LightTact: A Visual-Tactile Fingertip Sensor for Deformation-Independent Contact Sensing
Changyi Lin, Boda Huo, Mingyang Yu, Emily Ruppel, Bingqing Chen, Jonathan Francis, Ding Zhao
TL;DR
LightTact addresses the challenge of sensing contact with very light touches that produce negligible surface deformation by introducing an ambient-blocking, deformation-independent optical layout. A nonparallel wedge between the touching and viewing surfaces suppresses non-contact light while transmitting only contact-generated diffuse light, yielding high-contrast, appearance-preserving tactile images that enable robust pixel-level contact segmentation.

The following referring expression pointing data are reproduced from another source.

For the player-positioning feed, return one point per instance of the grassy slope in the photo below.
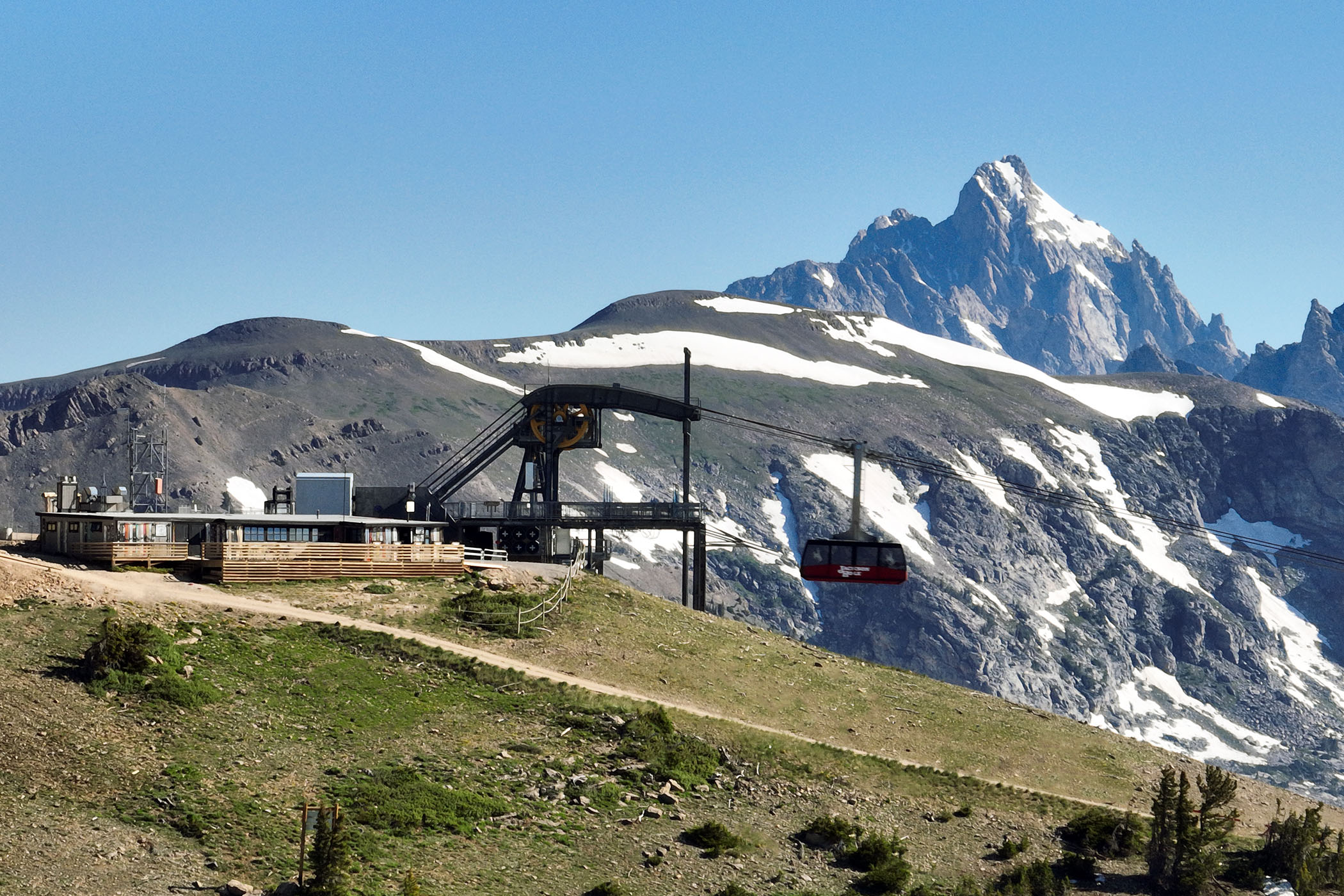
(307, 711)
(621, 637)
(104, 790)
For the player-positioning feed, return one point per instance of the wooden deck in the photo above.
(275, 562)
(139, 552)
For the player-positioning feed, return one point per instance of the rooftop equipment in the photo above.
(330, 493)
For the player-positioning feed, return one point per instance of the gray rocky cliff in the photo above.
(1207, 646)
(1308, 370)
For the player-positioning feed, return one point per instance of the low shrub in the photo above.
(132, 646)
(882, 881)
(829, 832)
(1037, 879)
(401, 799)
(874, 852)
(117, 682)
(607, 888)
(1107, 833)
(926, 888)
(495, 612)
(734, 890)
(652, 739)
(714, 838)
(182, 692)
(1080, 870)
(1244, 871)
(1009, 849)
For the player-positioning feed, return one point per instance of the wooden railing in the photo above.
(276, 561)
(117, 552)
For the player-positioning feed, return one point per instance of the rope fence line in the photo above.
(527, 616)
(562, 593)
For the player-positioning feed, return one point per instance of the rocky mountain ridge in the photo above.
(1201, 645)
(1011, 270)
(1309, 369)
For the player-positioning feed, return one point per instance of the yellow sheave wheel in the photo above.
(570, 421)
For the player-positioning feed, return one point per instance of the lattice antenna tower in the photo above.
(148, 467)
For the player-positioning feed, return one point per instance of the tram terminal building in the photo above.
(298, 536)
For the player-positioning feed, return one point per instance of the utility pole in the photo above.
(686, 480)
(856, 508)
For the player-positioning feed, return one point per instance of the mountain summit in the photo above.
(1014, 272)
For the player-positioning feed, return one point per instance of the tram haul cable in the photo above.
(1030, 492)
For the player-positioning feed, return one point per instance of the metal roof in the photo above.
(204, 516)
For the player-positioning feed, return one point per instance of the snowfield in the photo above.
(735, 305)
(1112, 401)
(244, 495)
(1153, 724)
(707, 349)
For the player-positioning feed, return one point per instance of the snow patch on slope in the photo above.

The sensor demonstrates reliable operation across liquids, ultra-soft materials, and rigid objects, and, when mounted on a robotic arm, enables light-contact manipulation tasks such as water spreading and facial-cream dipping, as well as multimodal reasoning by prompting LightTact images to vision-language models for tasks like resistor sorting. This approach offers a practical, VLM-friendly form of tactile perception that remains robust to lighting and material appearance, promising new capabilities for contact-rich manipulation in unstructured environments.
Abstract
Contact often occurs without macroscopic surface deformation, such as during interaction with liquids, semi-liquids, or ultra-soft materials. Most existing tactile sensors rely on deformation to infer contact, making such light-contact interactions difficult to perceive robustly. To address this, we present LightTact, a visual-tactile fingertip sensor that makes contact directly visible via a deformation-independent, optics-based principle. LightTact uses an ambient-blocking optical configuration that suppresses both external light and internal illumination at non-contact regions, while transmitting only the diffuse light generated at true contacts. As a result, LightTact produces high-contrast raw images in which non-contact pixels remain near-black (mean gray value < 3) and contact pixels preserve the natural appearance of the contacting surface. Built on this, LightTact achieves accurate pixel-level contact segmentation that is robust to material properties, contact force, surface appearance, and environmental lighting. We further integrate LightTact on a robotic arm and demonstrate manipulation behaviors driven by extremely light contact, including water spreading, facial-cream dipping, and thin-film interaction. Finally, we show that LightTact's spatially aligned visual-tactile images can be directly interpreted by existing vision-language models, enabling resistor value reasoning for robotic sorting.